NWN brauchen wir mit online rollenspielen nicht vergleichen, glaube ich. denn das bietet die möglichkeit nur die leute auf einen freeshard zu lassen die man auch drauf haben möchte. wow, lotr-online, etc. haben diese möglichkeit der restriktiven vorauswahl nicht.

aber du hast natürlich recht, wenn du sagst das rollenspieler auf einem NWN2 - mittelerde shard besser aufgehoben sind. so ganz unter sich. niemanden störend.  


			Dieser Inhalt steht nur eingeloggten Mitgliedern zur Verfügung.
        

 



Thravvn schrieb:


> Wieviele Spieler kann man den bei LOTR auf die Ignore Liste setzen?
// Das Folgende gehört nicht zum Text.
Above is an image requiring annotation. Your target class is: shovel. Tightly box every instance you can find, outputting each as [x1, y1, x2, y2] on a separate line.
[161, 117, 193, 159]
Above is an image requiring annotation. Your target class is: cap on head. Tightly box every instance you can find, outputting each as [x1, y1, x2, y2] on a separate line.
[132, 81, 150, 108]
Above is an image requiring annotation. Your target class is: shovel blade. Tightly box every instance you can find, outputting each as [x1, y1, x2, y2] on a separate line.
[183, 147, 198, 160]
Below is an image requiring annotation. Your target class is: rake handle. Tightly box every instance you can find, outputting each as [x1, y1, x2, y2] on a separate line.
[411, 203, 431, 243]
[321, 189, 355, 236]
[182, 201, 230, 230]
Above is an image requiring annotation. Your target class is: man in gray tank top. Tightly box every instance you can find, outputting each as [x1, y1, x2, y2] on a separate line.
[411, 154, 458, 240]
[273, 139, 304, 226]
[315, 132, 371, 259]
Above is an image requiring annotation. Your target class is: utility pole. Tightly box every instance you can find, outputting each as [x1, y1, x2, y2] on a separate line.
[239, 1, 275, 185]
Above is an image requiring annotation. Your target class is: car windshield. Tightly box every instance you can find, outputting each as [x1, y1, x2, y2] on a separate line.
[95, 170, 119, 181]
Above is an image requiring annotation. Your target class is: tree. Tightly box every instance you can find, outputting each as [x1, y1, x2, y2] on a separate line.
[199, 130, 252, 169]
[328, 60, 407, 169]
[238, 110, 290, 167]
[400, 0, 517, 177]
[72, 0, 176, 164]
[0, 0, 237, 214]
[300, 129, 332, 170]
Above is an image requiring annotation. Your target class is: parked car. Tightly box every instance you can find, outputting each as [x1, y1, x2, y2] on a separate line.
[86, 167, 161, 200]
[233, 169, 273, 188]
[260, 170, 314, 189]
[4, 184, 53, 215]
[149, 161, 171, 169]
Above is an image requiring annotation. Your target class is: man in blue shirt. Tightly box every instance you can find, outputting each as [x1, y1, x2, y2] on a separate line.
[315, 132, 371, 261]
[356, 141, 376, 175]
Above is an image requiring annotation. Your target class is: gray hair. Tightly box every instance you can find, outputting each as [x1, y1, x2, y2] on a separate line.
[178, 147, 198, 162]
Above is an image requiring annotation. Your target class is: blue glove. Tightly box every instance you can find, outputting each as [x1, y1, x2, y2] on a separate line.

das weiss ich nun wieder nicht. allerdings bringt es auch nichts nach 3 monaten 80% des servers in der ignoreliste zu haben weil der RP-Server wiedermal den bach runtergegangen ist. das RP schwindet nicht vom server weil die RPler keine lust mehr auf das spiel haben. es verschwindet weil mehr und mehr lollende, hüpfende rulor kinder auf den server kommen, denen es spass macht anderen die freude an etwas zu vermiesen. _davor_ haben 100% der rollenspieler angst und sind deswegen etwas strenger.
ich habe nichts gegen spieler die sich eine erwachsenere atmosphäre wünschen, dann aber im einklang mit den serverregeln die zum schutz der rollenspieler angelegt wurden.

grüsse,
wulfric


----------